The community gathering — a collaboration of local nonprofits and others tapping into the work and captive audiences of local houses of worship — has focused in the past on topics such as jobs and the economy.
Thursday’s sessions included leaders of two of the area’s largest health care providers — Cone Health CEO Tim Rice and Cornerstone Health CEO Dr. Grace Terrell — and ranged from the challenges of caregiving and the plight of the mentally ill. This year’s theme was “We Are All in This Together.”
“The notion of we can let things happen or we can control our destiny,” said Michelle Gethers-Clark, CEO of the United Way of Greater Greensboro.
Earlier in the morning, the top White House official on religious issues urged the hundreds of people taking part in the conference to help the uninsured sign up for the Affordable Care Act.
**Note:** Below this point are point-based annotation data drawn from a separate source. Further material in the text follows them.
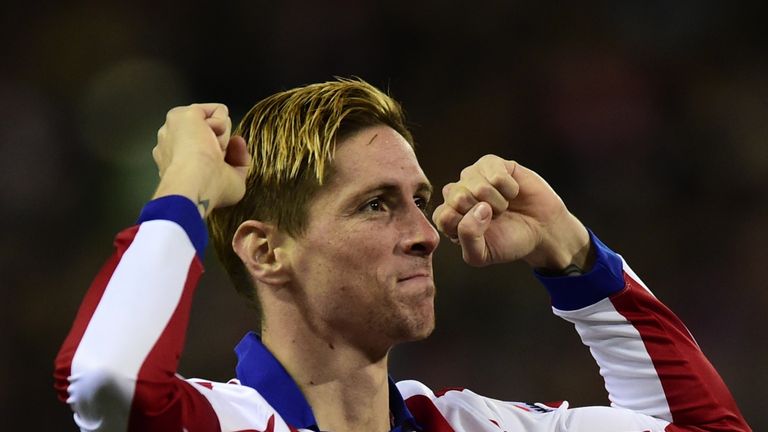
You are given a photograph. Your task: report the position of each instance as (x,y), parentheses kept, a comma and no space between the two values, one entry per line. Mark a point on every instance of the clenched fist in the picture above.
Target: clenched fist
(197,157)
(500,211)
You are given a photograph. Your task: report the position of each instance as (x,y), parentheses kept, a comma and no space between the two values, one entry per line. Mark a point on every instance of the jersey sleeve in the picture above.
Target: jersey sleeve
(649,360)
(117,367)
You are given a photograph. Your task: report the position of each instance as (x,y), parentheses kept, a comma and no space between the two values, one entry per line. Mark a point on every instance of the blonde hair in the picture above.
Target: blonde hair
(292,136)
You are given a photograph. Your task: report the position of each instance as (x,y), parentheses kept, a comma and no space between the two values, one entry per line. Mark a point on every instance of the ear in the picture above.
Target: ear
(259,245)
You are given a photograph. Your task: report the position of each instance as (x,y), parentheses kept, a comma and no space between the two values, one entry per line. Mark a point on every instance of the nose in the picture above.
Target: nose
(420,237)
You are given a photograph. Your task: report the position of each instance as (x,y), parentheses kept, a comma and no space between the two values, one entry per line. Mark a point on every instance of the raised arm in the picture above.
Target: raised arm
(500,211)
(116,368)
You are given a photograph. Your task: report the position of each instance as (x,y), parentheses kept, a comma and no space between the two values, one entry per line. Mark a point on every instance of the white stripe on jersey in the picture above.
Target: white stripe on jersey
(137,304)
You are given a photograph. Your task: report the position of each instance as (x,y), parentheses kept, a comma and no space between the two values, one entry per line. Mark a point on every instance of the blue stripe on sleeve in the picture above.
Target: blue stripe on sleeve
(181,210)
(605,278)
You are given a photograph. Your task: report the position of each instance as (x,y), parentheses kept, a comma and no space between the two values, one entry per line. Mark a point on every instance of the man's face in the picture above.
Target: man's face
(364,263)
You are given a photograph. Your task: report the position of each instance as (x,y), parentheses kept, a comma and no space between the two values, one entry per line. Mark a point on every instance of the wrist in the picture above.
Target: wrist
(566,246)
(187,182)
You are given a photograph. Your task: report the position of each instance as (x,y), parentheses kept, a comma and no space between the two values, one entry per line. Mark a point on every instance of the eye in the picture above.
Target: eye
(422,203)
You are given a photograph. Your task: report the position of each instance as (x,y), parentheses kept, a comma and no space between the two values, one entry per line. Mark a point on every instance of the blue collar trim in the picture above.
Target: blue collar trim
(259,369)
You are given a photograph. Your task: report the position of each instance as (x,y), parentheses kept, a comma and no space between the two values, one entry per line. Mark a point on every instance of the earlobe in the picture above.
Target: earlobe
(259,246)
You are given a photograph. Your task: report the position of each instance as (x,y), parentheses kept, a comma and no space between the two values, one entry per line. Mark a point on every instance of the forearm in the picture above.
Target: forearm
(120,357)
(649,360)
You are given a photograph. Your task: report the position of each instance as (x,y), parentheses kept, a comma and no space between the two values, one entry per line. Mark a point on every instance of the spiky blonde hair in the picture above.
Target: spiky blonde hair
(292,136)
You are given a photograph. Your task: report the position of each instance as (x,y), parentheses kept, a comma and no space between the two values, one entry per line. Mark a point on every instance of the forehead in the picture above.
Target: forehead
(375,155)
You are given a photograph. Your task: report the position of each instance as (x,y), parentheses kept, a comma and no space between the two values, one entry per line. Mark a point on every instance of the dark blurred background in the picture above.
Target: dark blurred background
(650,119)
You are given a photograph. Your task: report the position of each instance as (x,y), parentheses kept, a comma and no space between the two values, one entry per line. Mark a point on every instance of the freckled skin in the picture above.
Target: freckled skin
(364,263)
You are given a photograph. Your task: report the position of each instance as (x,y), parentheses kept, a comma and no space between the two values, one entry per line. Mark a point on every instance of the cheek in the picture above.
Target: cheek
(353,257)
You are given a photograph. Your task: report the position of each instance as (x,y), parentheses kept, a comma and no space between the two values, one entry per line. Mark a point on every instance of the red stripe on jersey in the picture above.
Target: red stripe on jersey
(695,393)
(63,362)
(427,415)
(162,401)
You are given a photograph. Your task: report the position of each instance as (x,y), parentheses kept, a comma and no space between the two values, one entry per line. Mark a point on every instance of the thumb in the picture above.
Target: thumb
(471,232)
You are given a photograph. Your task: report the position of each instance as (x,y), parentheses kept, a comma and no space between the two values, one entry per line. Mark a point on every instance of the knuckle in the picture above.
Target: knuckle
(488,158)
(484,191)
(466,172)
(447,189)
(498,179)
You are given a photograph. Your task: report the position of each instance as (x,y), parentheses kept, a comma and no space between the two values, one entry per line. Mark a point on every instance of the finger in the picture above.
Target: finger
(219,125)
(447,220)
(237,153)
(471,233)
(212,109)
(482,190)
(458,197)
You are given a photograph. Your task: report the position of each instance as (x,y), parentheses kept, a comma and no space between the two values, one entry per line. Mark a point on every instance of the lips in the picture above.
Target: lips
(414,276)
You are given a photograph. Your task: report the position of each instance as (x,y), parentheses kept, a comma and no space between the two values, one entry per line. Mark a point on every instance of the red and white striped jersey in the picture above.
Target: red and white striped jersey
(117,367)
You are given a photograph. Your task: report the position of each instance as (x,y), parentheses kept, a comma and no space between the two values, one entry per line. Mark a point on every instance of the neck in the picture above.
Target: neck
(347,388)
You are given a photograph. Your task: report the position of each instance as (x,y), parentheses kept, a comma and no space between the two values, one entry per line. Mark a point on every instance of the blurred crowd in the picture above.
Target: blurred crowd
(649,118)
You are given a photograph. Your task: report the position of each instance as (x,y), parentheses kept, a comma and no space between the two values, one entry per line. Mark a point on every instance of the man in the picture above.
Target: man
(317,208)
Melissa Rogers, the executive director of the White House Office of Faith-based and Neighborhood Partnerships, acknowledged President Barack Obama’s displeasure with website glitches, but said now is not the time to abandon the landmark policy.
“These benefits are available and so many people need them,” she said.
Her overall remarks focused on the connections available through houses of worship and collaborations that factor into a person’s health needs — from feeding and housing the poor to provide re-entry into society for people getting out of jails.
“Often what needs to be healed cannot all be treated within the walls of hospitals,” said Rogers, who served as director of the Wake Forest School of Divinity Center for Religion and Public Affairs.
Rogers also applauded local partnerships, including faith-based congregational health programs that might provide the only regular checks for a heart patient’s blood pressure. Vandalia Presbyterian, for example, started a food pantry that opened the door for a nurse to provide basic health services.
“You are pioneering a model we can all learn from,” Rogers said.
Rice carried on the theme of the work of dealing with the whole person. He and Dr. Tom Wall, medical director for the Cone-affiliated Triad HealthCare Network, used the example of a woman who showed up at Moses Cone’s emergency room 130 times last year.
The woman, an insulin-dependent diabetic, didn’t have a refrigerator to store her medicine.
“She had a cell phone and a charger so her primary physician was 911,” Wall said.
Health professionals worked with community agencies to piece together a support system that helped the woman get prescription drug assistance program and a refrigerator.
“She has not been to the ER one time this year,” said Wall, whose job is to find Medicare savings.
Mount Zion’s pastor, the Rev. Bryan J. Pierce Sr., put it in perspective: “We can move this forward.”